Atlantic, 8 February 1993
Mick Jagger’s third proper solo album, “Wandering Spirit” was released in Feb. 1993. The third single “Don’t Tear Me Up” topped the US Billboard Rock Tracks list for two weeks. Critics raved about the album noting Mick’s abandonment of synthesizers in favor of a lean and mean guitar sound. They also noted that his voice seemed to have developed a deeper bottom end without sacrificing any of the highs.
For this go around, Mick engaged the noted rock producer Rick Rubin, whose muscular production work on the Cult’s “Electric” as well as the Chili Peppers “Blood Sugar Sex, Majik” had caught Mick’s attention.
A variety of musicians contributed performances to the album including Flea on bass, Billy Preston and Benmont Tench on organ and piano, and Jim Keltner on drums. Mick himself is credited with lead vocals, guitar, clavinet, harmonica and percussion.

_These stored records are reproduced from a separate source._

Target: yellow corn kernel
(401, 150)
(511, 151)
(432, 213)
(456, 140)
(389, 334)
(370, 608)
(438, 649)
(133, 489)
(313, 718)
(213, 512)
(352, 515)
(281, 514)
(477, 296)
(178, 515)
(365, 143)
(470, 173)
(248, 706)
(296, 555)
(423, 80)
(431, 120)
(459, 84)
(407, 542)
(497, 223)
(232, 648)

Mick’s compositions were very wide ranging on this release (in a similar vein to the way he and Keith had composed songs for earlier Rolling Stones records). In fact Mick is quoted at the time as saying that “Actually it is not really a rock album per se. I don’t want to put anyone off, but if you look at it, there are only maybe three rock songs on it in the traditional form. The rest is R&B, or country, or gospel influenced, or rockabilly, or whatever. To me this is like a 92, 93 record. I’m not trying to go into any new form of music, because there is nothing out there that I want to push or get involved with that I am not already involved with.”
In Micks own words: “I was very relaxed about this record. No overall atmosphere of hostility. The rest of the Stones had all made solo LP’s. Charlie made his Charlie Parker album. Keith made his second solo album and Ronnie made a record. Even Bill made a record. In the process of writing my record there were a couple of songs where I said that’s going to sound great with The Stones, so I won’t use it. I’ve done many musical styles at one time or another, successfully or not. I’ve just never done them on one record. It can be slightly worrying, if it flies in too many directions. I guess a solo album is my chance to express some other musical thing. With a solo album you can do a folk song with just a fiddle if you want, because no one’s going to say anything.”